Ekrem Imamoglu réélu triomphalement en 2024

Outre Ekrem Imamoglu, plus de 80 personnes ont été interpellées en même temps que lui mercredi, et une vingtaine d’autres sont recherchées. Parmi elles, six personnes sont elles aussi accusées de «soutien à une organisation terroriste», le Parti des travailleurs du Kurdistan (PKK), mouvement armé interdit qui s’est récemment engagé à déposer les armes. Mercredi soir, malgré le froid, des milliers de personnes avaient déjà répondu à son appel en scandant, entre autres, «Imamoglu, tu n’es pas seul !».
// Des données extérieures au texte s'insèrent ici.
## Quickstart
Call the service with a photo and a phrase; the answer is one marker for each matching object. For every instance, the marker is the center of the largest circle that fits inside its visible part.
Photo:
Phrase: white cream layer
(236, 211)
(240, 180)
Selon les médias locaux, les interrogatoires des gardés à vue n’ont commencé que ce jeudi matin. Cette nouvelle vague d’arrestations touchant l’opposition a enfoncé la livre turque : elle s’échangeait ce jeudi soir au-delà de 38 livres pour 1 dollar et de 41 livres pour 1 euro, des niveaux jamais atteints jusqu’à mercredi. La Banque centrale turque a indiqué dans un communiqué qu’elle puiserait le cas échéant dans ses réserves de change pour empêcher toute chute de la monnaie nationale, comme elle l’a fait mercredi, selon des économistes.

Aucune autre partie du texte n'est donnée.